- Born: 18 May 1889 Nantes, France
- Died: 10 May 1917 (aged 27) Berry-au-Bac, France
- Allegiance: France
- Branch: Flying service
- Service years: 1907 – 10 May 1917
- Rank: Capitaine
- Unit: Escadrille C.47 Escadrille C46
- Commands: Escadrille C46
- Awards: Legion d'Honneur Croix de Guerre

= Didier Lecour Grandmaison =

French Pilot

Capitaine Didier Louis Marie Charles Lecour Grandmaison (18 May 1889 – 10 May 1917) was a World War I flying ace credited with five aerial victories.

==Biography==
Lecour Grandmaison was born in Nantes, France on 18 May 1889. In 1907, he entered Saint Cyr as a cadet. Upon graduation, he was posted to cavalry duty in 1910. He served with distinction during the early months of World War I, but transferred to aviation training is early 1915. By May 1915, he was trained.
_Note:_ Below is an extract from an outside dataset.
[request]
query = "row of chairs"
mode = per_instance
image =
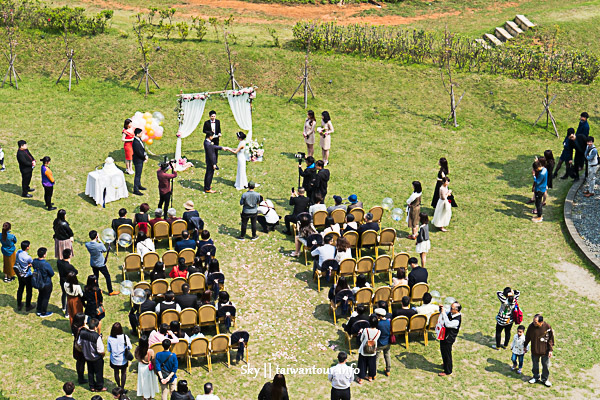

Originally flying with Escadrille C47, he was transferred to Escadrille C46. He succeeded to command of C46 in 1916. After two victories, he was made a Chevalier of the Legion of Honor on 1 October 1916. After three more victories, he was killed in action along with his two gunners on 10 May 1917. A cross-reference of French losses with German victory records shows that Lecour Grandmaison and his gunners were probably the 19th victims of German ace Heinrich Gontermann.